Kral Şelomo  meşhur Koelet kitabında "Her şey boş, güneşin altında yeni bir şey yok" demiştir. Bu sözünde dünyayı doğal bir ışığı olan güneşin altında görmekten bahsetmişti. Ancak kabala bize güneşin ışığının üstüne, doğaüstüne baktığımızda her şeyin yeni olduğunu öğretir.

Hanuka’nın ışığı güneşin üzerinde, doğanın üstünde olan ışıktır, mucizenin ışığıdır. Gözlerimizi 8 gün boyunca Hanuka’nın ışığı ile doldurur, hatta bayram bittiğinde dahi her şeyin, doğanın bile aslında bir mucize olduğunu görürüz. 

Albert Einstein ‘ın dediği gibi: “ Dünyaya bakmanın iki yolu vardır: Hiçbir şeyi mucize olarak görmemek veya her şeyi mucize olarak görmek.”

Yahudiler her şeyi mucize olarak görürler. Ancak Yunanlılar hiçbir şeyi mucize olarak görmezlerdi. Onlar için sadece mantıklı ve anlaşılır olan, gerçek olabilirdi. Mucizeler mantık dışıdır bu yüzden de imkansızdır. Onlara göre dünya her zaman var olmuştu, asla yaratılmamıştı. Tanrı kavramları, dünya ve insan ile ilgileri olmayan, kendilerini düşünen süper güçlerdi. 
Bu yüzden Yahudiler onları kızdırıyordu. Yahudilik dünyayı Tanrı’nın yarattığını, insanı kolladığını, onunla ilgilendiğini ve dünyayı iyileştirmek için insanı kendine partner olarak seçtiğini söylüyordu. Onlar ise zaten dünyanın mükemmel olduğunu iddia ediyordu.
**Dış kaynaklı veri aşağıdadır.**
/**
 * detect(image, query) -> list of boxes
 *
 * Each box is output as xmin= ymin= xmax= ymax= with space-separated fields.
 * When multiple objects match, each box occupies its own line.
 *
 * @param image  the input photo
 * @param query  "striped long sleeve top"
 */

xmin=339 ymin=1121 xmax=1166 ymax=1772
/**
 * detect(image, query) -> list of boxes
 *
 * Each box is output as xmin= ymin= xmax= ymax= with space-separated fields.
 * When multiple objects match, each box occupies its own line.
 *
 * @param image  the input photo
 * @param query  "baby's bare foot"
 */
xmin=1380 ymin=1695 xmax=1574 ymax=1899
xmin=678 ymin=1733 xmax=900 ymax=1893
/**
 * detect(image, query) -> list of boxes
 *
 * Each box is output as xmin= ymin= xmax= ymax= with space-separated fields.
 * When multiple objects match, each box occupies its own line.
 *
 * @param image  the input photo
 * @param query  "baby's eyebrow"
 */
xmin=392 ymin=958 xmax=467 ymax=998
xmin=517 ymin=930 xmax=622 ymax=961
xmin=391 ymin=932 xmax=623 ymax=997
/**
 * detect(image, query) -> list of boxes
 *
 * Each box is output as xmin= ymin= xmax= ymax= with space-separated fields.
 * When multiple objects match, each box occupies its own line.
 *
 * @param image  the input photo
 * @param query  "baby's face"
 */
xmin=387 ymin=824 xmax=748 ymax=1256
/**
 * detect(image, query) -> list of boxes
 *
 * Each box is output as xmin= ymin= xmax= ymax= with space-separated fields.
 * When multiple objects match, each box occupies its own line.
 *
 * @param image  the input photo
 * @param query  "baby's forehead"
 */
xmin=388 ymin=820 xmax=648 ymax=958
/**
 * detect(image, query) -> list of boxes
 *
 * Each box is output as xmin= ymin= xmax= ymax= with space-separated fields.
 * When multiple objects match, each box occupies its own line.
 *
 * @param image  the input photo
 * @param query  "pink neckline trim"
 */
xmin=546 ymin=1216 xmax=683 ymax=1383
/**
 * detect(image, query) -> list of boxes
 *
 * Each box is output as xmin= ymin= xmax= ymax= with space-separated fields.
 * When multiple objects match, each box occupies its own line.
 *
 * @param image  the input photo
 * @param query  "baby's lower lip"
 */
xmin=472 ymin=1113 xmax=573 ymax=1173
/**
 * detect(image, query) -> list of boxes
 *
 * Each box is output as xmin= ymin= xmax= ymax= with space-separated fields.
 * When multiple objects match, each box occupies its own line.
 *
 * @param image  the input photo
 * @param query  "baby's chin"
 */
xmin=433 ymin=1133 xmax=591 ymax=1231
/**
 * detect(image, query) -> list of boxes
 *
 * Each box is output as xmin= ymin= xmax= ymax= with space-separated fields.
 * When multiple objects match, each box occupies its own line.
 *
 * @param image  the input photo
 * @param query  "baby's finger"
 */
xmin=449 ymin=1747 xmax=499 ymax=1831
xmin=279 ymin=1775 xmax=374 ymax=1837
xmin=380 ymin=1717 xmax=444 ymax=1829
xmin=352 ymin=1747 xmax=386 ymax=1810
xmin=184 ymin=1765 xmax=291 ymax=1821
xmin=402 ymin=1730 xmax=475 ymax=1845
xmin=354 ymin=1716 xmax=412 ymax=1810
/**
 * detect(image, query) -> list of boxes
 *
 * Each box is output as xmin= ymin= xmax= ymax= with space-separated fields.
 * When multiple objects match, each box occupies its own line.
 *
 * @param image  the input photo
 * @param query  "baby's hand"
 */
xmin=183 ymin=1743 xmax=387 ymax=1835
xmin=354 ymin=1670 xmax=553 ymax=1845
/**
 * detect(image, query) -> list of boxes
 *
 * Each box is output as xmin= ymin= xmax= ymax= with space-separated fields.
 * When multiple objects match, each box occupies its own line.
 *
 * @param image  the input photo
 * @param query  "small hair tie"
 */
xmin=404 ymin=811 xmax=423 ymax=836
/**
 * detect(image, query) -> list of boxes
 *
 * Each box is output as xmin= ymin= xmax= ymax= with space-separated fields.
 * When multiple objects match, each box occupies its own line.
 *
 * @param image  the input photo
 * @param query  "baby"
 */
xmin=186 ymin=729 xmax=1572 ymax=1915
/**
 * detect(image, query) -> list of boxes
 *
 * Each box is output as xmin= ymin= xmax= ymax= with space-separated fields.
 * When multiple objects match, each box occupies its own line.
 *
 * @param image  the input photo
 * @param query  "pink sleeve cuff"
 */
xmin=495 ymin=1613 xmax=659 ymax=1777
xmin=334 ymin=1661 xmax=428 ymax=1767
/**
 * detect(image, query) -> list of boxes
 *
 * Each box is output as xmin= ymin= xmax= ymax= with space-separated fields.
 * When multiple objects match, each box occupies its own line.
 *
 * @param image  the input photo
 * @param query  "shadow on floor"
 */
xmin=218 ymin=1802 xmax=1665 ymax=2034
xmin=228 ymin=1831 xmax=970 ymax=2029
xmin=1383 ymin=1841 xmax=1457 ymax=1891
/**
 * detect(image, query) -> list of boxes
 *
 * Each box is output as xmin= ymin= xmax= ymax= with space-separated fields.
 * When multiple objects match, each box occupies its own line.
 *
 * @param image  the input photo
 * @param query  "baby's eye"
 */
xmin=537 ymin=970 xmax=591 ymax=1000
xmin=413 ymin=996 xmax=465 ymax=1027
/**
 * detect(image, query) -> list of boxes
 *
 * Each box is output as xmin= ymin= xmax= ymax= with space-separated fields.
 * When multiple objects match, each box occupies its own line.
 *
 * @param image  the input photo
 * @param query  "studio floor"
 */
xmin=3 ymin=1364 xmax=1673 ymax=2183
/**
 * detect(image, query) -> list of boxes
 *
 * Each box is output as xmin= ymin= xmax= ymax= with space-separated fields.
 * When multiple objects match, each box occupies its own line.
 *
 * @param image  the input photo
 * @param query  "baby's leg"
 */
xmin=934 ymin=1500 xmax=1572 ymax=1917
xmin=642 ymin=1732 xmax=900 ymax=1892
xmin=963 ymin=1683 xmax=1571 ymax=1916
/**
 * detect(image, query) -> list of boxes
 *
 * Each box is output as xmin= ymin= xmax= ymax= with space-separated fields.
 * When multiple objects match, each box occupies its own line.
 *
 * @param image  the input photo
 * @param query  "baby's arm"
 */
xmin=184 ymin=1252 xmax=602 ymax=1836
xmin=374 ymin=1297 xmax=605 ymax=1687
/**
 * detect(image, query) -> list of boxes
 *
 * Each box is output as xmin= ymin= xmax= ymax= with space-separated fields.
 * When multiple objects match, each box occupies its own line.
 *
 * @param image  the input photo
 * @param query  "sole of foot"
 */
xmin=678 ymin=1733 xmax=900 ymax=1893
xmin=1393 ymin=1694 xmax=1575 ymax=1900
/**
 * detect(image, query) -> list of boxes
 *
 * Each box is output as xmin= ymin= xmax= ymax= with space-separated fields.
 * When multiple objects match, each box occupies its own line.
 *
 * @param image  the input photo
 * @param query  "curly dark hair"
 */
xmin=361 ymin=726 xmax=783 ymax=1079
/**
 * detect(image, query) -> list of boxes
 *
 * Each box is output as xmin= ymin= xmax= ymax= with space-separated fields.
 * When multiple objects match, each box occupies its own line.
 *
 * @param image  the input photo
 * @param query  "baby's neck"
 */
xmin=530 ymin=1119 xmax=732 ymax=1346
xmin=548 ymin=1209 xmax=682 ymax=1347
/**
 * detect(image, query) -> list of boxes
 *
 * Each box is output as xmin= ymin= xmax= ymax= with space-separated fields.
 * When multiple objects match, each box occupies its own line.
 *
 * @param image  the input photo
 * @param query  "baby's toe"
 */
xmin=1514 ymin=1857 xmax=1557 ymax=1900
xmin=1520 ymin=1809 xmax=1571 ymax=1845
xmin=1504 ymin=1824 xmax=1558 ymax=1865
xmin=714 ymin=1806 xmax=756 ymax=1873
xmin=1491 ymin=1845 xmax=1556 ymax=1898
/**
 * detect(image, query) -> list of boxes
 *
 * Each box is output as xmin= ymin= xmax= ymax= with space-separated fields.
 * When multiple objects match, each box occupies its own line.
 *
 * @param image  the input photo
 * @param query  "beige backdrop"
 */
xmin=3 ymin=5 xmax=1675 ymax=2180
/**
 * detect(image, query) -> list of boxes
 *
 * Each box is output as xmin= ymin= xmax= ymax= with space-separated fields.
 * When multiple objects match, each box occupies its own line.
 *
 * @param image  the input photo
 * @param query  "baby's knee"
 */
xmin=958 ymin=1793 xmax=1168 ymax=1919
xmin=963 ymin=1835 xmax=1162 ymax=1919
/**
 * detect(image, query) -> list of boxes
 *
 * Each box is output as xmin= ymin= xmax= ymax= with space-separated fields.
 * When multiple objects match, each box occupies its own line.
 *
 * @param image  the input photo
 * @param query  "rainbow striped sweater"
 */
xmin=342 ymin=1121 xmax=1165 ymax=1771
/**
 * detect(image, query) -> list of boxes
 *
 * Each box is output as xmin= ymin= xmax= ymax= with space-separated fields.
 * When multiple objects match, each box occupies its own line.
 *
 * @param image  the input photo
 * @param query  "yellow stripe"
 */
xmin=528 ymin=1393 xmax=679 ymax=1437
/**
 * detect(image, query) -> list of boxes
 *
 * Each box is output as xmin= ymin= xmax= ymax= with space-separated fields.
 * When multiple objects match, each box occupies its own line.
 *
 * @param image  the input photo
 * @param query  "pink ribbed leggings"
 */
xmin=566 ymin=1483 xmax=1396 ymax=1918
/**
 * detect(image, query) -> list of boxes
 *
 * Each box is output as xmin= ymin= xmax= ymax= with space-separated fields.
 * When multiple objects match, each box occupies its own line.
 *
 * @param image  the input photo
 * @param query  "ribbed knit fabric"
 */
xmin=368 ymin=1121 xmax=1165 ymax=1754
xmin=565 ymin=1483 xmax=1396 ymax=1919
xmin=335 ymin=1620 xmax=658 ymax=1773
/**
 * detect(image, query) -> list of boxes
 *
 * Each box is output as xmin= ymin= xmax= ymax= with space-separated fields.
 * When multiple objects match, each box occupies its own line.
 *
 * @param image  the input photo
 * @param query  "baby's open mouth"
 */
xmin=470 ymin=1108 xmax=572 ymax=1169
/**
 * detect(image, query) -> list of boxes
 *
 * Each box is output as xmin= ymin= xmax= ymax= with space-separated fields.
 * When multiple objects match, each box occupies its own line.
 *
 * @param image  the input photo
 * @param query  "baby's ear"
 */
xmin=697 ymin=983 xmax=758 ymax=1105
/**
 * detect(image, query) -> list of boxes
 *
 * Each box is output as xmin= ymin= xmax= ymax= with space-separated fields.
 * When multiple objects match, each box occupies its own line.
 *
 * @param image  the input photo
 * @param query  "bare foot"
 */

Her şey olması gerektiği gibiydi. Dünya ebediydi, tarih kaçınılmazdı, mucize beklentisi yok, ümit yok, hayat bir Yunan trajedisiydi.

Yahudi halkının var olması, tarihçileri her zaman şaşırtmıştır. Tarihsel kurallara göre Yahudilerin burada olmaması gerekiyordu, bu koşullar altında hiçbir millet var olmaya devam etmedi ve biz tüm bu kuralları yıktık. Biz Mucizelerin Tanrı’sına inanan bir halkız. Tanrı isterse, yeni ve radikal değişimler her an yaşanabilir, ümit dolu olma nedenimiz var. Bu yüzden her yıl Hanuka’da mum yakıp onun mucizevi ışığını yaşamımıza getiririz. Hanuka’da güneşin üzerinde olan ışığı, ümit ve mucizelerin ışığını kutlarız. 

Küçük bir grup olan Makabiler, Yunan savaşçılarına karşı geldiler ve kazandılar. Makabiler bunun olabileceğini biliyorlardı çünkü Tanrı dünyayı yarattı ve istediğini yapabilir.

Zaferleri bir mucizeydi ancak 8 günlük yağ mucizesi ön plandadır? Menorayı yakmaları o kadar da gerekli miydi yağ hazırlanıncaya kadar bekleyebilir ve 8 gün sonra menorayı yakabilirdi. 

İşte bu, mucizenin tanımıdır - olağan olmama hali. Suyu bir damla mürekkep atarsam, o dağılır, bu doğaldır. Ancak mucize tam bunun zıddıdır. Olmak zorunda değildir, onlar çünkü Tanrı öyle istiyordur. Bu yüzden Hanuka mucize bayramdır, çünkü mucizenin esasını kutluyordur. Bunu kutlamak gerçek sevginin kutlamasıdır. Çünkü sevgi ve iyiliğin ifadesi, yapmam gerektiğini yapmak değil, yapmaya mecbur olmadığımı yapmaktır. 

Hanuka’nın ışığında her şeyin bir mucize olduğunu ve sadece sevginin gerçek olduğunu görürüz. 

Her şey mümkündür bu yüzden ümidimizi kaybetmeyiz.